An hour or so later, Dad’s exhausted his repertoire of half remembered lyrics and licks. I’m pretty sure Smoke on the Water was featured at some point. He comes downstairs and turfs me off the Sega Megadrive so he can watch some TV. I saunter upstairs and find myself in the study. The guitar’s there and unusually there’s still a lead connecting it to the amp. I’ve seen the guitar, unloved and shoved into an unused corner of the room, for as long as I remember. It’s nothing special. But today it looks different. I notice it in a way I didn’t before. I study the amp’s control panel and find the “power” switch. Flick. There’s a pop and a hum starts. A little red light comes on.
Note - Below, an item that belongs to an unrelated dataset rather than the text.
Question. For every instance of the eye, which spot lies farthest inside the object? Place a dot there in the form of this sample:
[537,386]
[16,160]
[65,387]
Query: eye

The guitar’s on a stand. I have no idea how to hold it so it stays there. The strings feel a bit sharp so I treat it with caution. I sit cross legged on the thick green carpet in front of this object that’s suddenly caught and held my fascination, reaching out gingerly, vague worries about sharp metal strings and electricity in the back of my mind.
My fingers touch the thinnest string. A gentle squeak emerges from the speaker. I pull my hand back a little, place my thumb against the string, and pluck it.
The note fills the room. It sounds and feels different to anything I’ve heard before. It doesn’t just stop – the rich and pure sound carries on, gently receding towards the silence I pulled it from. I just sit and listen. It fades, fades, and after 30 seconds I can’t hear it any more. Even then I know it’s still there, quieter than I can fathom, ringing away. I want to hear it again. I pluck the string once more, and move from right to left, each string thicker, deeper and more sonorous than the one that preceded it. The thickest string makes a sound I can feel through the floor. I move back up the strings one by one, then with a final flourish rake my finger down all 6 strings. The notes vibrate the air and beat against each other. The chord I made from the open strings is dissonant and not particularly musical but that just adds to its wonder; this isn’t a sound I’ve heard before and within the noise I can hear possibilities, different notes fighting each other and hinting at melodies I won’t find for years. I sit, hypnotised, as the notes once more fade to silence.
I have no idea what the frets are for and I won’t find out for another 6 years. The guitar stays on its stand and, having exhausted the possibilities offered by the open strings, I turn the amp off and go back outside to chase my brothers in the garden under the long afternoon sun.